# How to get that Thin Blue Smoke (TBS)



## exromenyer (Dec 3, 2012)

So the chicken and beans came out awesome this weekend on my first smoke in the MES 40.  I was able to get about 3.5 hrs out of the AMNPS which I only half filled with 1/3 hickory, 1/3 maple and 1/3 cherry pellets.  I put the AMNPS under the water tray which I removed spaced on the bottom left, not to far back and not to close to the front or side.  I pulled the chip loader out between 1 inch and 1 1/2 inches at different times and left the vent wide open the entire time.  Wide open on the MES 40 is only a half moon opening not a full hole as it would probably be to much air.  Here is a video I shot with my cheap phone.  I think that it could be the wind also and me having to turn the smoker different ways so the perverbial wind doesn't filter through the chip loader rather maybe hits the back or front depending on which way I face it outside the garage.



Any information one can suggest, I'm open to it.

Thanks.....


----------



## daveomak (Dec 3, 2012)

Tony, morning....  I'm not sure if the exhaust vent was wide open... Was it ??   Good air flow is needed for great smoked food....  

Second, having the AMNPS above the heating element may have caused it to burn too fast, burning too many pellets and creating too much smoke.....  Most folks have the AMNPS to the left of the heating element on the bottom of the smoker.... there should be room there...  If your smoker has room there give it a try....  

Your smoke looks pretty good....   How fast did the pellets burn up ??  2 1/2  to 4 hours per row is in the normal...  different woods that make up the pellets burn at different rates....  MES smokers have been made differently because of upgrades....   Have you a picture of the inside of your smoker ??  The way it is configured on the bottom would be good....   Dave


----------



## exromenyer (Dec 3, 2012)

Dave,

Here is the process I did....

Vent was wide open.  I read your numerous posts that said ALWAYS keep that wide open which I did
Water tray removed
AMNPS was placed to the left of heating element as displayed in picture not all the way back, not all the way forward and not touching the left wall
Chip loader was pulled out to different places throughout - 1 inch to 1 1/2 inches to sometimes 1 3/4 inches
Chip holding tray inside was pulled out about 1/2 inch (could that be the issue?)  Should that be flush, pushed in?
Loaded AMNPS with hickory on bottom on top of that maple and on top of that cherry (was told that cherry burns the slowest so mix it)
I obtained around 3 hrs of smoke with only two rows filled which I thought was GREAT
Wind was blowing from RIGHT TO LEFT into the chip loader tray side (could be the issue)
Smoke was not heavy, but whitish and sometimes thin like we want
Placed beans in aluminum pan on top rack, removed 2nd rack and placed chicken on third rack in middle.
Let me say the food was AWESOME.  I'm needing to smoke four (4) pork butts (bone in) ranging from 7lbs to 8lbs this coming weekend end?  Do you have a suggestion in placement of those?
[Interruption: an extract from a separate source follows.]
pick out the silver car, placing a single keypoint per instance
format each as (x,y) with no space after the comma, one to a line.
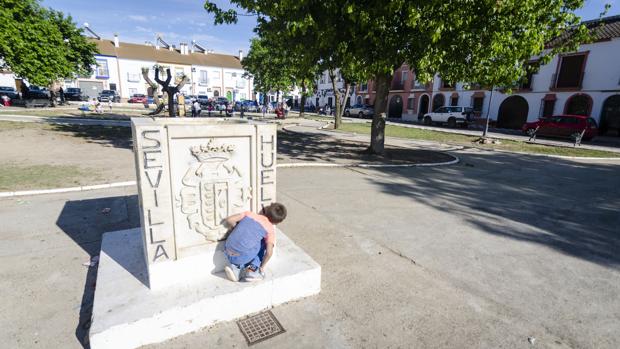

I've heard that the bottom racks ABOVE the element typically are the hot spots so I was thinking 2nd and 3rd racks beside one another for the 4 pork butts?  Your thoughts on that ?













P1000644.JPG



__ exromenyer
__ Dec 3, 2012






Thank you....

Tony


----------



## daveomak (Dec 3, 2012)

Tony, great explanation and picture....    3 hours for 2 rows is pretty quick.... I can see something that may have contributed to the faster burning of the pellets....  The aluminum foil "on the water pan rack I assume" above the AMNPS and Chip tray.....   The sheet of aluminum foil is holding in the heat, making the bottom part of the smoker very hot....  pellets burning faster etc....  

Somehow, try to arrange the drip tray(s) so you maintain heat and smoke flow through the smoker...  maybe put up some aluminum foil between the heating element and the AMNPS to divert the heat up and away from it...  a heat shield so to speak....   all in all, I think you have this smoking meat stuff down pretty darn good...  tweaking stuff is part of the game to get everything to your liking...  Anything you come up with would help others make great Q...  post you mods for others to learn from.... That is what makes this forum great.... helping each other...

Placement of the butts.... top 2 racks with 1 drip tray on the 2nd and 1 drip tray on the first rack... staggered for heat and smoke flow..   The meat racks may need to be rotated depending on temp uniformity...   Dave


----------



## exromenyer (Dec 3, 2012)

Dave,

Great idea... I'll remove that foil and try that... The issue with that diverter (drip tray) is that it slants from R to L as you see with a large hole on the left side where the water pan slides in.  I wonder if I just slide that water tray in there empty to catch some of the drippings ?  The AMNPS is sitting on the "true drip tray) which has a center hole that drips into the middle black drawer you see on the outside bottom (it's black).  I did make a pair of metal U's that hook into the AMNPS where you can then lay some foil over (Deltadude's idea) but haven't used that yet.  I would not want the drippings to flow on to the top of that and then drip down in fear it would extinguish the AMNPS with the amount of fat those butts will put out.  If I keep the AMNPS where it is and put the water tray bucket above it to catch some of the flowing juices whats your thought on that ? 

Placement of the butts.... top 2 racks with 1 drip tray on the 2nd and 1 drip tray on the first rack... staggered for heat and smoke flow..   The meat racks may need to be rotated depending on temp uniformity...  If I put 2 butts on the top are you thinking of putting a cookie sheet under that on rack two and then on rack 3 put the other two butts ?   Not sure I follow you on that one ?  Please elaborate...

Thanks again and for the kudos on the pictures and thoughts !

Tony


----------



## daveomak (Dec 3, 2012)

I would use the top 2 racks for meat and the bottom 2 racks for staggered drip pans..  each drip pan less than half the size of the shelf....  folded foil would do...  just big enough to catch any drippings from the 2 butts above it...  Mostly, I don't use drip pans...  dry them well, put in the smoker at 110 for an hour to dry more...  smoke, cook and clean up later....  I found drip pans screw up the heat flow ... That is in my MES 30.... it ain't very big...  Dave


----------